With reference to FIG. 2 showing a time-chart of the conventional serial bus controller 10, according to FIG. 1, an example of operations of the conventional serial bus controller 10 will be described, in the event of competition among a plurality of candidates for the master device on the communication bus.
Assume that the serial bus controller 10 of FIG. 1 is in the state of serial data communication (state "M" in FIG. 2), to thereby reveal the own station as one of the candidates for the master device. The competition result discriminator 11 receives the clock signal SCK and the contents of data SDA appearing on the serial communication bus 17, to compare the clock signal SCK and the contents of data SDA with the clock signal CKO and the contents of data DAO, respectively, which are to be output from the own station. The occurrence of the lost competition is decided as a result of the comparison if any difference is recognized in the comparison, and the lost competition/interrupt demand signal INTD is output from the serial communication section 12.
During processing the lost competition interrupt procedures which become due as a result of the lost competition, the CPU provides a command through the internal bus 16 to the bus release controller 31 to halt the output of the clock signal CKO and data DAO from the own station, thereby releasing the communication bus 17 in the procedure "B" in FIG. 2 in order not to interfere with the communication made from the master device, or winner in the competition. Further, the CPU performs an after-treatment for the failed communication which is due as a result of the lost competition, and provides a command to the slave mode setting section 32 to perform communication preparation procedures for a slave device ("C" in FIG. 2) which may be possibly assigned by the master device.

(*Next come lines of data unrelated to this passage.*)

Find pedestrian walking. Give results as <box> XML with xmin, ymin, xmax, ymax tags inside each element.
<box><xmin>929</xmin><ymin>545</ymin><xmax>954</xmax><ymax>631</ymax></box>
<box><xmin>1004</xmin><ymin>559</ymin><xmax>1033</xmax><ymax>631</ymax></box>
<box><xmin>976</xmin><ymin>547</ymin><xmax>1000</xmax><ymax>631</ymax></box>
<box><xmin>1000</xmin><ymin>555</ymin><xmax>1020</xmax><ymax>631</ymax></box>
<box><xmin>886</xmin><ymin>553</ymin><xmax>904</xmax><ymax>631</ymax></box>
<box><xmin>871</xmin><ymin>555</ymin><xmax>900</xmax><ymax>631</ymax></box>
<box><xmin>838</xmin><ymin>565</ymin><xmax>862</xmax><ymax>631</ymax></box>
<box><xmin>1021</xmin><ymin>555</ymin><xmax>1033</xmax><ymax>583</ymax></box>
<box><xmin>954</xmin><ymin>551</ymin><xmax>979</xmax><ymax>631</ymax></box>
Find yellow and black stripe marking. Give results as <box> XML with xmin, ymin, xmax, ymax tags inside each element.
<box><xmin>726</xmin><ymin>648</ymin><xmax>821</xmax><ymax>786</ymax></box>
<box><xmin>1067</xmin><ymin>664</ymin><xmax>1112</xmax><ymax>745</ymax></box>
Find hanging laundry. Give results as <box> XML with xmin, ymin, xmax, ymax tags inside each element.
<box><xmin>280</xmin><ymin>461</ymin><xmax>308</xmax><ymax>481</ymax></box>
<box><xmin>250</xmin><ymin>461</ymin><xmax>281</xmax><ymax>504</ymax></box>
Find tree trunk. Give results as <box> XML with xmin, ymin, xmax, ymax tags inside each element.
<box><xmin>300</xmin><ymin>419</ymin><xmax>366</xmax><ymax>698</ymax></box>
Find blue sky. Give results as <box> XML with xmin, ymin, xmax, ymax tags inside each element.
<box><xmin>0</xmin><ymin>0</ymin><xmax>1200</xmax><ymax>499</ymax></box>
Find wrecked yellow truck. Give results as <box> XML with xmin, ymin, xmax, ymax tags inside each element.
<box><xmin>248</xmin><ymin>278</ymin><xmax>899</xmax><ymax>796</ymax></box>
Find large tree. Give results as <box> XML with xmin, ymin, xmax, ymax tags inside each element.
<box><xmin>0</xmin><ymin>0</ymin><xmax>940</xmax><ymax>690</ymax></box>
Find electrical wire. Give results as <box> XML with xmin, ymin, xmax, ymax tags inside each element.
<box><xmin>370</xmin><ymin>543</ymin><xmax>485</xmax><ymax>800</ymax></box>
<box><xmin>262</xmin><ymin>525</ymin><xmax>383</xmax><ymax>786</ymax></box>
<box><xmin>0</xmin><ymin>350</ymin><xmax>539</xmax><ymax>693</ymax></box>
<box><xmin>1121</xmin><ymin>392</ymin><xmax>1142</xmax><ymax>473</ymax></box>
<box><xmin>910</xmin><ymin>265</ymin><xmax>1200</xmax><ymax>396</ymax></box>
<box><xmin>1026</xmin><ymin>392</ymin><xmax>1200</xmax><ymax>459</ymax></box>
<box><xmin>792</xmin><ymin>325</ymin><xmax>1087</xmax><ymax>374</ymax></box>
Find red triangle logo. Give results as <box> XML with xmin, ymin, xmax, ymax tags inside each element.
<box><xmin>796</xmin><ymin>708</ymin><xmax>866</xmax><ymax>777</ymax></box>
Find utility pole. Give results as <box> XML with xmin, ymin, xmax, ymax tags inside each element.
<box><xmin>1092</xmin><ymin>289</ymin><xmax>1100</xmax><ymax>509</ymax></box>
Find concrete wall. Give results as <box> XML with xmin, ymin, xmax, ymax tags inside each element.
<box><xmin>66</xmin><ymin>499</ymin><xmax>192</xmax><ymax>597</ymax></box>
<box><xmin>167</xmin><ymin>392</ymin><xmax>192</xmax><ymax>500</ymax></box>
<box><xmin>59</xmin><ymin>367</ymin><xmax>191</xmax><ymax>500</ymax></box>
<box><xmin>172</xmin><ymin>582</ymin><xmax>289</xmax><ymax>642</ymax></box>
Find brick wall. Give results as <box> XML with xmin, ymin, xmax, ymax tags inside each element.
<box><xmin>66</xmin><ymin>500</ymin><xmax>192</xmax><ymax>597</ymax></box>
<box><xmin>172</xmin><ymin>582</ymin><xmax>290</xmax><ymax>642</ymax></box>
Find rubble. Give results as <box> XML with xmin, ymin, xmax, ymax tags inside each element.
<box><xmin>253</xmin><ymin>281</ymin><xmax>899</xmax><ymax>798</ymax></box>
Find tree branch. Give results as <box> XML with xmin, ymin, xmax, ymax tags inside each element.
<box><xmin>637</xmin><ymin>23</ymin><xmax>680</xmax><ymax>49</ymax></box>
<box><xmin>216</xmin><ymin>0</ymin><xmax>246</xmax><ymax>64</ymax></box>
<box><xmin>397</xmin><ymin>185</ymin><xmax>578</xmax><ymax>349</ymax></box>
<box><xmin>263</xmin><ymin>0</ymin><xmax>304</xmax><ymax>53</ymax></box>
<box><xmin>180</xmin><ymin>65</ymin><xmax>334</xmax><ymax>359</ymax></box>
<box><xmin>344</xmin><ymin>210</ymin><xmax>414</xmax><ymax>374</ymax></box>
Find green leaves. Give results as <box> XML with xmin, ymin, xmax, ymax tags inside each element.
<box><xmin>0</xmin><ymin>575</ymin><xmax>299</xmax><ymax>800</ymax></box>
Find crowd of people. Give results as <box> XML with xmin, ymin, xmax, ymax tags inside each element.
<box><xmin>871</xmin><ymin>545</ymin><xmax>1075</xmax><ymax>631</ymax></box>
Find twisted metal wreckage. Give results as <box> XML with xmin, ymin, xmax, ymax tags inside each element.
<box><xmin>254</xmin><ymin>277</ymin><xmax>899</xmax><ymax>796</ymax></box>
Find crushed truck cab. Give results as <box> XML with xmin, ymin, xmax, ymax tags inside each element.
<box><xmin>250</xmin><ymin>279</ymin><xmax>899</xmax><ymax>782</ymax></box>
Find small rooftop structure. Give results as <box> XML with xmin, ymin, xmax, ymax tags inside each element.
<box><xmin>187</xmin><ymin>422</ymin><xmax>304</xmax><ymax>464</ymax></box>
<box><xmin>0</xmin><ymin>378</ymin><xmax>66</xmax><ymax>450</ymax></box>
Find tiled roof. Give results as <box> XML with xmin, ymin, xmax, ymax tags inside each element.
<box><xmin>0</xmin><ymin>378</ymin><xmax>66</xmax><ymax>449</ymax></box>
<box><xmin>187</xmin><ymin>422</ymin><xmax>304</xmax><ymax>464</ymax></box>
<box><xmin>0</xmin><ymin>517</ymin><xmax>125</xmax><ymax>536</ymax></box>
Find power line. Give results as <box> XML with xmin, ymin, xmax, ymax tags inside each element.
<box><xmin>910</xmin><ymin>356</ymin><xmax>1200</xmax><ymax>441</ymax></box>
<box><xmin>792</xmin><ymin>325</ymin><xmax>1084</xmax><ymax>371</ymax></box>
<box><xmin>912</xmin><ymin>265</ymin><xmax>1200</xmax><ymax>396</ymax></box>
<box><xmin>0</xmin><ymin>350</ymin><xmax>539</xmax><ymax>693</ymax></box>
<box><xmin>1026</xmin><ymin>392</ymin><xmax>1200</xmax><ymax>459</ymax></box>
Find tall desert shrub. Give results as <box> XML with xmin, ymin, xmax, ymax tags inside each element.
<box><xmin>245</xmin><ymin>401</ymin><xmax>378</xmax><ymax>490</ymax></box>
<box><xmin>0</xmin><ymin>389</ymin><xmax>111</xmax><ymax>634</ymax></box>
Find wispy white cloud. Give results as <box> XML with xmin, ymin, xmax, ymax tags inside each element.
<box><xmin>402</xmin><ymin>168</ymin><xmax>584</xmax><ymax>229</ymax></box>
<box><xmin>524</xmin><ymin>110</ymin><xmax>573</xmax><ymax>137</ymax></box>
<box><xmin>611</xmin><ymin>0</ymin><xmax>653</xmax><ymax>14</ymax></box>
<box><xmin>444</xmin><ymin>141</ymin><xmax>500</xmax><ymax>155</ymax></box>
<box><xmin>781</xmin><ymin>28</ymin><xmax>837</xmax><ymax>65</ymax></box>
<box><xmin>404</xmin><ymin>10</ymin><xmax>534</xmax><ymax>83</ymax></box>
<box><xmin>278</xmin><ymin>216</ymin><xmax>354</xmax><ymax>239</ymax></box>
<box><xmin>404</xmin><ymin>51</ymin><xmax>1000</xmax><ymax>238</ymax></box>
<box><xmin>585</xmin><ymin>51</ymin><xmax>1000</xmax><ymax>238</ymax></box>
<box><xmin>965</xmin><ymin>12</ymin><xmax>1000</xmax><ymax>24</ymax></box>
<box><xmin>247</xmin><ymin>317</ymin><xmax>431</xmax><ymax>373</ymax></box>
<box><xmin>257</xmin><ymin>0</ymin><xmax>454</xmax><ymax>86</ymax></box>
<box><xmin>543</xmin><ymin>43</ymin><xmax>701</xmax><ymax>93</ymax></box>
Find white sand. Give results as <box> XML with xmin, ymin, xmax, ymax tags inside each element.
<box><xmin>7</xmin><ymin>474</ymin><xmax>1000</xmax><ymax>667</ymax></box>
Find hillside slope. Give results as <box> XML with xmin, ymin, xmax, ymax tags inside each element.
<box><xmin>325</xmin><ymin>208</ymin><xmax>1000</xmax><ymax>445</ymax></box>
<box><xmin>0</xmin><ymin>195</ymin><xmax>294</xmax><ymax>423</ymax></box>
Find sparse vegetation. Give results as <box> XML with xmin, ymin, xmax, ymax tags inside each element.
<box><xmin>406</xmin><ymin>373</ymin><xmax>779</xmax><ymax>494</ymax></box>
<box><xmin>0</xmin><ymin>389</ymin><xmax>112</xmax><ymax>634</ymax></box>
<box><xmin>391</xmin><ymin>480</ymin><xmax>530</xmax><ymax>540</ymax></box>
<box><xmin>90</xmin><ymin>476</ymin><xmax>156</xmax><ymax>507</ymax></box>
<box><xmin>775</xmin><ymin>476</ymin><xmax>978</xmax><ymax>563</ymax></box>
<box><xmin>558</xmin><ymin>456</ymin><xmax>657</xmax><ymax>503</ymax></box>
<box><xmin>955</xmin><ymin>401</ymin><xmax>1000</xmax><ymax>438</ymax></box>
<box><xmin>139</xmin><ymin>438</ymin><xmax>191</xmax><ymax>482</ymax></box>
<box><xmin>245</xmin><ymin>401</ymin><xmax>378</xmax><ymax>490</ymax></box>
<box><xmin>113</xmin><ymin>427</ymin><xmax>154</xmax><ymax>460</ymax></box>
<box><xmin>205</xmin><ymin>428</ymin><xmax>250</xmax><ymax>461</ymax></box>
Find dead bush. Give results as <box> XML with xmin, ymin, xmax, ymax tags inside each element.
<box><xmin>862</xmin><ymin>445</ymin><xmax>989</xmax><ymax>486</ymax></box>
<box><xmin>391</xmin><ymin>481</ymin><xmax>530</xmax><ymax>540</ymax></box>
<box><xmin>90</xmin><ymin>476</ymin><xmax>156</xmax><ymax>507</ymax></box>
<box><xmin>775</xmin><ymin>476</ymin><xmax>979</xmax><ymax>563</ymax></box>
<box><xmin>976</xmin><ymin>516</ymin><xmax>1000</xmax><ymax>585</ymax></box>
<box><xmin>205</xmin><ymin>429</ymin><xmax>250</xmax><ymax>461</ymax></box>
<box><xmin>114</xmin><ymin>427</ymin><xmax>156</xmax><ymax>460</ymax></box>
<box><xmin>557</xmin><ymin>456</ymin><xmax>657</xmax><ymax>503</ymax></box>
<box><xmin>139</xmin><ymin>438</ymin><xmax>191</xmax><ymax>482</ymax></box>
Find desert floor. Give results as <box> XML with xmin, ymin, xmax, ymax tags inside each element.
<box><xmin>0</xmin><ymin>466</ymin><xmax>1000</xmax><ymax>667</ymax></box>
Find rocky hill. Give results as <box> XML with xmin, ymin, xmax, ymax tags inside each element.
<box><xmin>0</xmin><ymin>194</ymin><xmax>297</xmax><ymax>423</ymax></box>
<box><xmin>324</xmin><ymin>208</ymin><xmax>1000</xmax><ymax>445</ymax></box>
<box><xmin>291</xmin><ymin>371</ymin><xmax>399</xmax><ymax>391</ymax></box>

On the other hand, if the communication by the serial bus controller 10 is finished properly as a result of winning in the competition, the serial communication section 12 outputs the end-of-communication/interrupt demand signal INTE, and the CPU provides a command to the serial bus controller 10 to perform end-of-communication procedures ("D" in FIG. 2) including communication preparation procedures for a slave device which may be possibly assigned by the master device, and to perform preparation procedures for the next communication.
After finishing the above procedures, the serial bus controller 10 which is either in the state of the slave device or in the state of master device moves into an idling state ("RY" in FIG. 2). After the idling state "RY" as a slave device, the serial bus controller 10 works in the state of the master device "M" if the state of the slave device is restored to the state of the master device, or works in the state of slave device "S" if the serial bus controller 10 is assigned as such ("M/S" in FIG. 2). Before arrival at the waiting state "RY" after the lost competition, the serial bus controller 10 must pass through a communication disabled state "V" in FIG. 2, which fact may cause the serial bus controller 10 to delay in responding to a possible assignment for a slave device made by the master device.
As described above, the serial bus controller performs releasing the serial bus and preparation for a slave device in interrupt procedures after detecting the lost competition. In this procedures, the release of the serial bus is sometimes delayed depending on the program processing speed of the CPU or the state of the serial communication bus. Such a delay of the preparation procedures for the slave device and the release of the serial bus causes troubles against the communication from the master device in the serial communication system.